On Tue, Jun 23, 2020 at 7:52 AM Stefan Behnel <stefan_ml@behnel.de> wrote:

I agree that this is more explicit when it comes to resource management,
but there is nothing that beats direct native data structure access when it
comes to speed.

From the perspective of the function that wants to get access to the contents of an object, direct access will be the fastest. However, more globally, from the perspective of the runtime as a whole, supporting direct access in all situations typically makes other things slower. So, unless there is hot code doing a lot of direct structure access, there can be a big net loss.

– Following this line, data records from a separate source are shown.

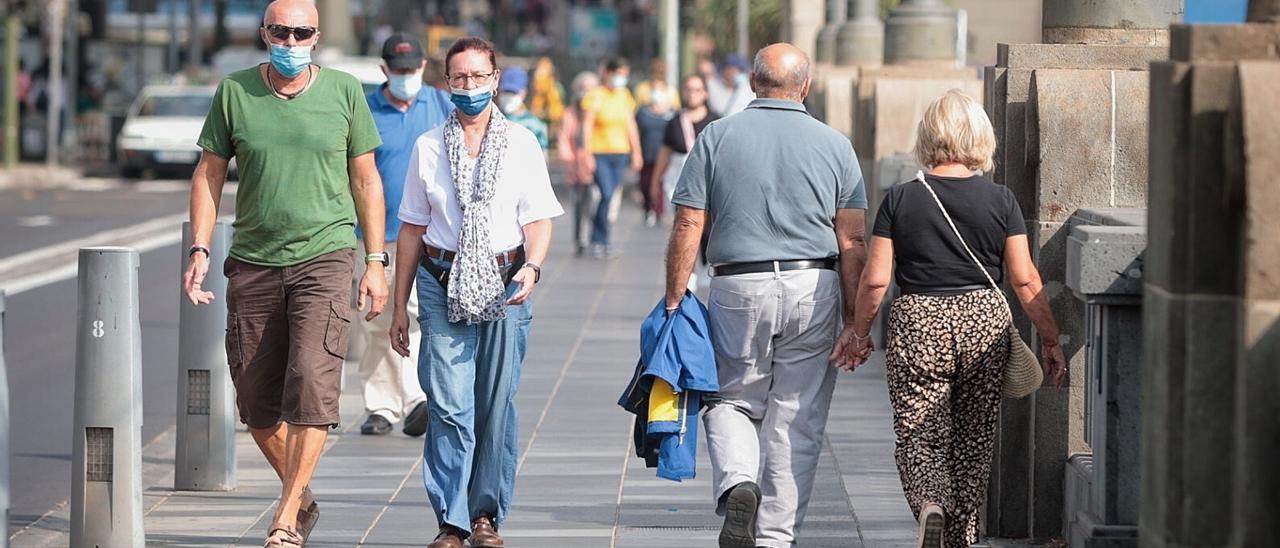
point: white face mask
(405, 86)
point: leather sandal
(283, 538)
(307, 519)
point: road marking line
(45, 254)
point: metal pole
(193, 36)
(71, 135)
(172, 63)
(12, 28)
(56, 12)
(744, 16)
(141, 55)
(206, 401)
(4, 432)
(671, 40)
(106, 446)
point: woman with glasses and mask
(613, 141)
(679, 136)
(476, 213)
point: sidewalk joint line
(389, 501)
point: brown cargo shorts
(287, 334)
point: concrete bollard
(106, 448)
(4, 433)
(205, 456)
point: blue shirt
(771, 173)
(400, 131)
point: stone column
(860, 40)
(1119, 22)
(826, 53)
(920, 32)
(801, 22)
(1212, 300)
(1070, 123)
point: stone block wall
(1212, 296)
(1072, 128)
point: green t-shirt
(295, 200)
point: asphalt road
(40, 343)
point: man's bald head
(781, 72)
(292, 13)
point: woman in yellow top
(613, 141)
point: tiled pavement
(577, 484)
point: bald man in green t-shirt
(304, 142)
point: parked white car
(161, 129)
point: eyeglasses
(282, 32)
(479, 78)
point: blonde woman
(947, 333)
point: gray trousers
(772, 333)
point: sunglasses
(282, 32)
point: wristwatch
(538, 270)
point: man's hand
(1054, 361)
(850, 350)
(400, 332)
(526, 278)
(373, 290)
(197, 268)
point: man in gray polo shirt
(781, 199)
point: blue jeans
(469, 374)
(609, 169)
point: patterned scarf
(476, 292)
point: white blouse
(524, 192)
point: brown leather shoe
(484, 534)
(449, 537)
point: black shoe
(741, 502)
(375, 425)
(415, 423)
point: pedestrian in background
(781, 199)
(476, 213)
(548, 96)
(949, 332)
(657, 81)
(403, 109)
(677, 138)
(304, 144)
(613, 145)
(731, 91)
(511, 100)
(652, 122)
(574, 156)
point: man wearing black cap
(403, 109)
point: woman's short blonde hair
(955, 129)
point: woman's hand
(400, 332)
(1054, 361)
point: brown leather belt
(504, 259)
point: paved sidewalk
(577, 482)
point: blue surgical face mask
(291, 62)
(405, 86)
(471, 101)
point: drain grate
(197, 392)
(99, 453)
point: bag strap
(919, 176)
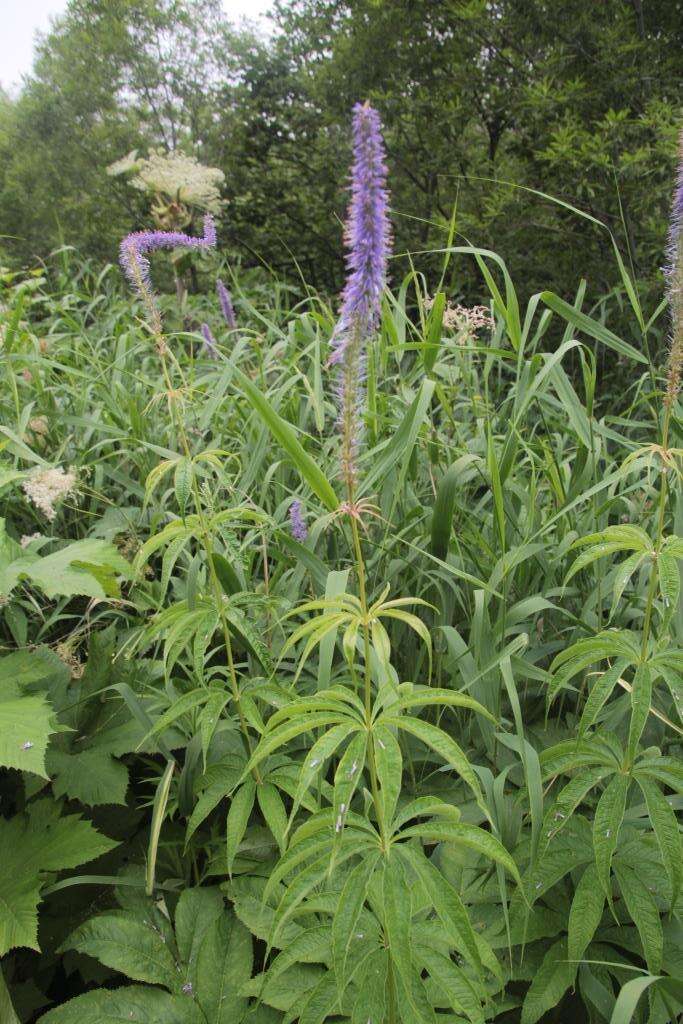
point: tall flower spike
(226, 307)
(674, 272)
(368, 240)
(297, 524)
(210, 347)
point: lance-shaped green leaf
(469, 836)
(447, 904)
(441, 743)
(350, 904)
(665, 824)
(122, 942)
(133, 1004)
(238, 818)
(550, 983)
(644, 912)
(389, 764)
(586, 912)
(606, 824)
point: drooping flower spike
(135, 247)
(368, 239)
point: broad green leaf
(7, 1015)
(223, 967)
(217, 782)
(132, 1005)
(272, 740)
(347, 777)
(309, 946)
(670, 583)
(469, 836)
(446, 748)
(238, 818)
(602, 686)
(389, 764)
(453, 982)
(84, 567)
(630, 995)
(273, 811)
(397, 925)
(197, 909)
(122, 942)
(346, 915)
(665, 824)
(371, 1000)
(26, 725)
(90, 776)
(447, 904)
(641, 695)
(315, 758)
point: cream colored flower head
(47, 486)
(180, 178)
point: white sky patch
(19, 19)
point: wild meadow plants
(343, 652)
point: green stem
(647, 621)
(206, 543)
(368, 683)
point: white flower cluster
(465, 321)
(45, 486)
(28, 538)
(180, 178)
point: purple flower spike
(210, 348)
(225, 301)
(298, 526)
(674, 273)
(368, 235)
(368, 239)
(135, 247)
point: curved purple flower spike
(134, 249)
(368, 239)
(298, 526)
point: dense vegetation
(341, 657)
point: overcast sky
(22, 18)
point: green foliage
(422, 766)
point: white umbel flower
(46, 486)
(180, 178)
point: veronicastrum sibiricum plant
(447, 807)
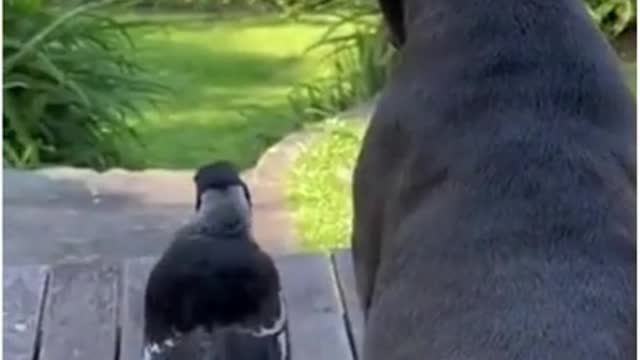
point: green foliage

The JNI has a good compromise, at least for primitive types like the various classes of floats, and ints. When requesting the contents of an array, the runtime might be able to give you a direct pointer, but, if not, what you get back might be a copy of the contents of the array. To know what happened, the API gives you a signal about the ownership of the pointer in an out parameter.

https://docs.oracle.com/javase/8/docs/technotes/guides/jni/spec/functions.html#Get_PrimitiveType_ArrayElements_routines

You have to release these when you're done, kind of like what Python's buffer protocol does today. For small to medium sized stuff, there is an API for just copying things out into a user provided buffer, which might be faster.

https://docs.oracle.com/javase/8/docs/technotes/guides/jni/spec/functions.html#Get_PrimitiveType_ArrayRegion_routines

The C-API is currently inconsistent in what kind of access you can get to the contents of an object. As I mentioned in the other thread, it would be beneficial to alternative implementations of Python to have more uniformity in what the C-API provides.

If a "PyObject*[]" is not what the runtime uses internally
as data structure, then why hand it out as an interface to users who
require performance? There's PyIter_Next() already for those who don't.

For arrays of pointers to objects that may be under the management of a moving garbage collector, what looks like direct access would actually be emulated and dramatically slower than doing PyIter_Next.

If the intention is to switch to a more efficient internal data structure
inside of CPython (or expose in PyPy whatever that uses), then I would look
more at PEP-393 for a good interface here, or "array.array". It's perfectly
fine to have 20 different internal array types, as long as they are
explicitly and safely exposed to users.

The internal data structure might be exactly the same, but, for example, a moving GC might make efficient direct access to the data structure from C code impossible. If you are not doing with reference types, I agree, we can do much better.